Tindakan massa itu, tentu saja membuat anak-anak ketakutan. Merekapun kemudian segera berkemas, dan meninggalkan villa itu. Tapi intimidasi tidak juga berhenti, saat mereka keluar, mobil mereka digedor-gedor sampai penyok di beberapa bagian. Mendengar adanya aksi itu, Gerakan Angkatan Muda Kristen Indonesia (GAMKI) Bogor segera menginvestigasi peristiwa itu. Mereka menemukan bahwa tindakan itu adalah bentuk intoleransi terhadap kegiatan ibadah. Menurut GAMKI, tindakan itu tidak saja mencedrai semangat kebhinekaan, tapi juga melanggar konstitusi. “Ini jelas melanggar hak konstitusional setiap warga negara dalam menjalankan keyakinan dan agamanya,” kata Sekretaris DPD GAMKI Bogor Andry Simorangkir.
Kasi Humas Polres Sukabumi Iptu Aah Saifulrohman menepis kabar adanya perusakan tempat ibadah atau gereja. Menurutnya, bangunan yang dirusak merupakan rumah singgah yang diduga dijadikan tempat ibadah. Pihaknya saat ini katanya masih melakukan penyelidikan terkait kejadian tersebut. “Yang rusak area taman, gazebo, fasilitas MCK, satu unit motor dan gerbang rumah”, katanya. Kepala Desa Tangkil, Kecamatan Cidahu Ijang Sehabudin beralibi, warga protes hingga melakukan perusakan karena rumah singgah diduga dijadikan tempat ibadah. Selain itu, kata Ijang, protes terjadi karena pemilik dan pengelola villa tidak mengindahkan teguran dan imbauan warga.

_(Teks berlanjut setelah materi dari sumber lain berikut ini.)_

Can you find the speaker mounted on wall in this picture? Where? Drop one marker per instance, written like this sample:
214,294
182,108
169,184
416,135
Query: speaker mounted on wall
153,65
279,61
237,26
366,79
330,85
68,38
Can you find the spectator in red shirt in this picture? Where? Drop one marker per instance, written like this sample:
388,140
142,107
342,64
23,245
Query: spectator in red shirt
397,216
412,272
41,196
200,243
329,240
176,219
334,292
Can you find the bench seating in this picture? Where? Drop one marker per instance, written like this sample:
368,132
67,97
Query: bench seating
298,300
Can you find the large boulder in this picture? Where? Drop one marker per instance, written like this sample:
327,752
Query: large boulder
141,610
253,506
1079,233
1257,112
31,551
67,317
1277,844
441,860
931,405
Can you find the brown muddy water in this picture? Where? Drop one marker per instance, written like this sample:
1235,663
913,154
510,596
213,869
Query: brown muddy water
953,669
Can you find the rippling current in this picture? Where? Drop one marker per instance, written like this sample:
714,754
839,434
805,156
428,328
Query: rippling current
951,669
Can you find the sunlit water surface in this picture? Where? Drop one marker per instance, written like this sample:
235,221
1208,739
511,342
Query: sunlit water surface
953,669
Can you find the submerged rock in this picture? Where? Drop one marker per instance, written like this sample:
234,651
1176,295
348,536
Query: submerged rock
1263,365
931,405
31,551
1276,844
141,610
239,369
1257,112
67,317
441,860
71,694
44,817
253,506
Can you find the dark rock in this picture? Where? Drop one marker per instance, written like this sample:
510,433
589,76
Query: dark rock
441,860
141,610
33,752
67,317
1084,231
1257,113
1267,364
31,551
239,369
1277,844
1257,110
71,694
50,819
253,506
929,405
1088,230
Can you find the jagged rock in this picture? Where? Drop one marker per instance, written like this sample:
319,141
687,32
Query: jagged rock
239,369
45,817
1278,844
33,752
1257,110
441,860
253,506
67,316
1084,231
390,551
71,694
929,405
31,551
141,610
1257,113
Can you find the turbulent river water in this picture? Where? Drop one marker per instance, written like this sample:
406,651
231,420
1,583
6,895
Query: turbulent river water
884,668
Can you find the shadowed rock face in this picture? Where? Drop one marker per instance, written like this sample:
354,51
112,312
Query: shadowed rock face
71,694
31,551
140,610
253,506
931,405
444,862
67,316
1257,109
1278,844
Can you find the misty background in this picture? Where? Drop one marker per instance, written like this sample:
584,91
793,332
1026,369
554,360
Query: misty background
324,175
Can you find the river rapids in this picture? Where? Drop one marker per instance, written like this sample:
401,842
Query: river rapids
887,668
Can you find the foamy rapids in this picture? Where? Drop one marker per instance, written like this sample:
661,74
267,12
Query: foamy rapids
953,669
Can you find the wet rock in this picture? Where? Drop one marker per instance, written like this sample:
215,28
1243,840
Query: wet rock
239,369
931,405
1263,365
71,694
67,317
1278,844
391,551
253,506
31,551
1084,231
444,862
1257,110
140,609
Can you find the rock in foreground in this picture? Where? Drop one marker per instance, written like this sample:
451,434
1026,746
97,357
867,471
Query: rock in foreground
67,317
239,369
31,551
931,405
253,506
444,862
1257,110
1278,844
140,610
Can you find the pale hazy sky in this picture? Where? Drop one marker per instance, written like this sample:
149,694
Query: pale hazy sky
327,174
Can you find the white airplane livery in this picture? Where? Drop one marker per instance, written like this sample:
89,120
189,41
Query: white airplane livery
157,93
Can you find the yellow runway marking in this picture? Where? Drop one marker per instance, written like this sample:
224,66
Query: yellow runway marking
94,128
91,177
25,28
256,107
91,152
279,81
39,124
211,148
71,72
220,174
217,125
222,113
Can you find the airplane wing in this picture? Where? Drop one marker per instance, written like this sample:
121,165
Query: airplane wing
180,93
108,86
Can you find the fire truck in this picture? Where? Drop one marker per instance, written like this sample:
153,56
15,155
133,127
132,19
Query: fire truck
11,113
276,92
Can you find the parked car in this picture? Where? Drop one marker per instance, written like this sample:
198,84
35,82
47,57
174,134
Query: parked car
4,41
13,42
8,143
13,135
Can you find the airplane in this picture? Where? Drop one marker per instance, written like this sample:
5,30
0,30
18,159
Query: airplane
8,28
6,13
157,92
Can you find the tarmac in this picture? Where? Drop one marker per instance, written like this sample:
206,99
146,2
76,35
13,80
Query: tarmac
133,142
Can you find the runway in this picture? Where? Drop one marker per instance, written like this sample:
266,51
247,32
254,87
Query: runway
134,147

Belakangan aksi ini akhirnya berujung damai. Forkopimcam Cidahu bersama tokoh agama dan berbagai lapisan masyarakat mengadakan musyawarah di Aula Kantor Desa Tangkil. Mereka sepakat bahwa tindakan warga yang menggeruduk, merusak, dan mengintimidasi para peserta retreat Kristen tidak bisa dibenarkan dengan alasan “tidak ada izin”. Mereka pun kemudian bersedia mengganti kerusakan yang ditimbulkan aksi massa itu. Yang aneh, mereka meminta agar kasus itu tidak dilanjutkan secara hukum.
Retreat bukan pembangunan rumah ibadah, oleh karenanya mengadakan acara itu tidaklah perlu izin.
Rumah dijadikan tempat ibadah juga hal yang lumrah, karena penganut agama mayoritas pun biasa melakukan itu. Lagi pula, kegiatan ibadah internal keagamaan kan dijamin oleh konstitusi, tepatnya pada pasal 29 ayat 2 UUD 1945. Alasan “tidak berizin” dan “tidak mengindahkan teguran warga” jelas normalisasi tekanan sosial terhadap kebebasan beragama. Dalam negara hukum demokratis, hak asasi tak bisa dikalahkan oleh tekanan mayoritas. Walaupun sudah berakhir damai, proses hukum tidak boleh berhenti. Penegak hukum harus memproses hukum para pelaku intoleran. Tegakkan keadilan, junjung tinggi toleransi!